Boeing makes big commitment to St. Louis; MC Industrial to oversee 367,000-square-foot composite center project

A rendering of the new composite center in St. Louis.

A rendering of the new composite center in St. Louis.

by Dan Rafter

St. Louis-based MC Industrial started the new year by landing a big project: It has been chosen to build Boeing’s 367,000-square-foot composite center on the company’s St. Louis campus.

Mc Industrial, along with its design partner Burns & McDonnell, will oversee the design and construction of the new manufacturing facility that will bring more than 700 jobs to the St. Louis area.

Tom Felton, president of MC Industrial, said that the project is good not only for his company but for the entire St. Louis region. It represents the first major production facility in St. Louis for the commercial aircraft market, Felton said.

The project, though, does come with its own challenges.
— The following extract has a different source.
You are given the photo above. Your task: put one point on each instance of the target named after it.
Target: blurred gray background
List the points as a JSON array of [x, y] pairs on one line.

For one thing, Boeing’s existing facility, located on the same campus as the new composite center, must remain operational during construction. MC Industrial, then, must make sure that its construction activities don’t interfere with Boeing’s other campus operations.

MC Industrial must design the facility with an eye to the future, too. As Felton said, the composite center must be designed so that Boeing can easily modify it to meet future manufacturing changes.

Boeing first announced in early October that it would produce parts for the 777X aircraft at the St. Louis site. This expansion, along with five new autoclaves — pressure chambers used to sterilize equipment and supplies — will allow Boeing to do this. The parts built here will support Boeing’s 777X work at the company’s composite wing center in Everett, Wash., the home base of the 777X program.

The Boeing 777X is a new twin-engine jet being manufactured by the company. Efficiency will be the big benefit of the new plane. Boeing says that it will consume 12 percent less fuel than its competitors and will boast operating costs that are 10 percent lower.

The jet has yet to earn its official name. Boeing officials say that they will formally name the new aircraft at a later date.

“Producing parts for the 777X at our St. Louis site positions us to bridge to the future as a ‘one Boeing’ site, blending commercial and defense manufacturing and design opportunities,” Bob Ciesla, vice president of Boeing military aircraft cross-enterprise design/build, told Midwest Real Estate News. “Placing this work in St. Louis optimizes resources, skills and technology across the Boeing enterprise, and creates high-technology jobs in the region.”

Construction work on the St. Louis campus is expected to wrap in 2016, with work on 777X wing and empennage parts beginning in 2017.

The new facility is an expansion of Boeing’s current tooling center in St. Louis. This facility now completes its composite work with just one autoclave. With the five new autoclaves that will be installed as part of this project, Boeing will significantly enhance its aerospace composite capability here.